Lady Gaga Unveils First Look At 'Marry The Night' Video

Singer tweets screen shot from clip showing her on a hospital gurney.
By James Montgomery


Lady Gaga
Photo: Ethan Miller/ Getty Images

Lady Gaga unveiled a Bollywood version of her "Marry the Night" video in India last month, took it to the moon in Belfast last week, and now Lady Gaga is giving fans their first glimpse of the "Marry the Night" video. From the looks of things, she's not going anywhere ... except maybe into surgery.

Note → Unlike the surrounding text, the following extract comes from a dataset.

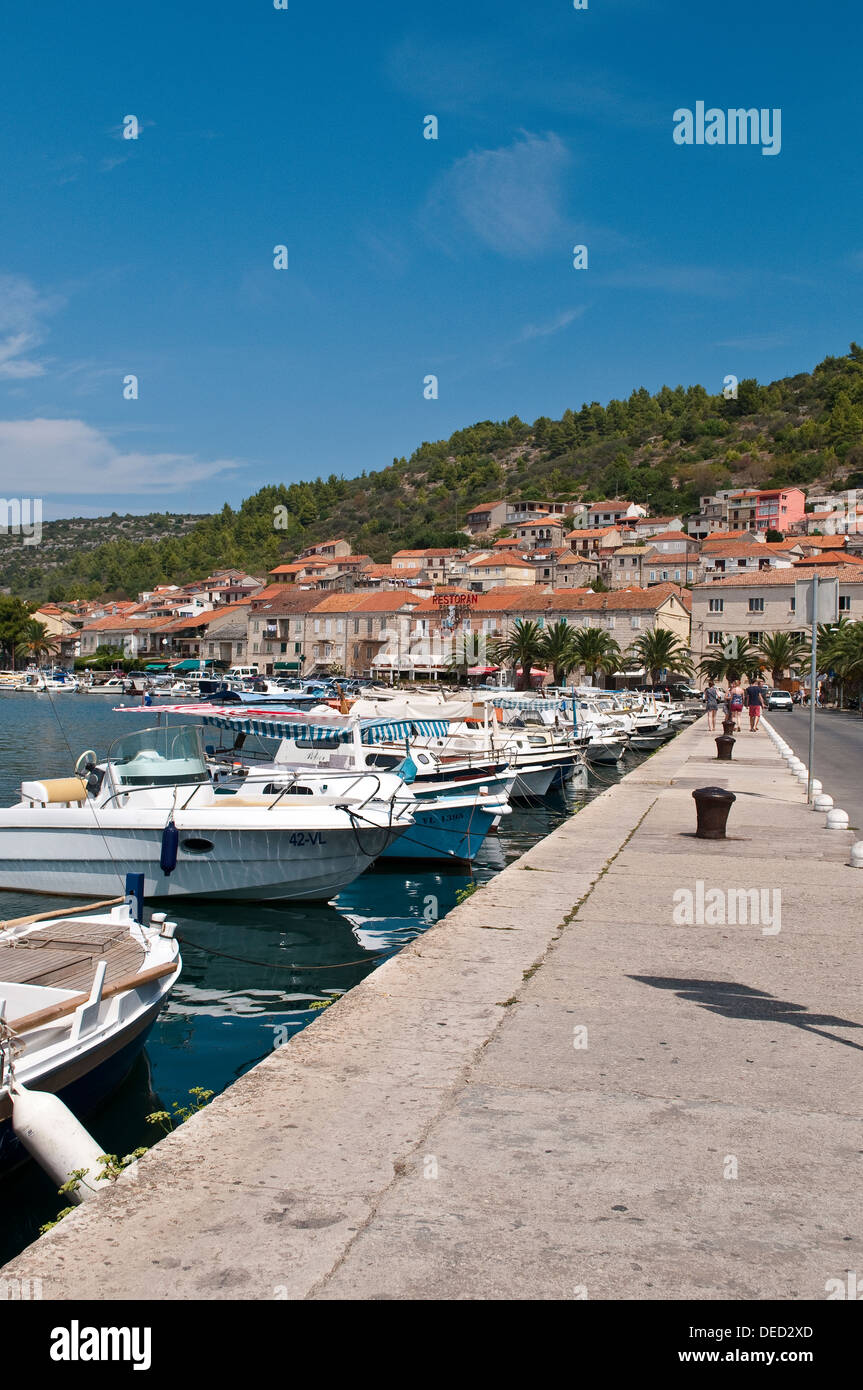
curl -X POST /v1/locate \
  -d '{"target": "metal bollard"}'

Gaga posted a screen shot from the "Night" clip on her Twitter account Friday (November 11) that shows her — at least we think it's her, though it might also be her male alter ego Jo Calderone — laid out on a hospital gurney, IV drip in her arm. She's being wheeled down an ornate hallway by a pair of dour-faced nurses, making the scene reminiscent of both Stanley Kubrick's "The Shining" and Milos Forman's "One Flew Over the Cuckoo's Nest."

Gaga also included a rather cryptic message with the photo: "It's not that I've been dishonest, it's just that I loathe reality."

Last month, Gaga was spotted all around New York City filming scenes for the "Marry the Night" video, including an elaborate dance sequence shot in Harlem and a set-up at the Snug Harbor Cultural Center on Staten Island.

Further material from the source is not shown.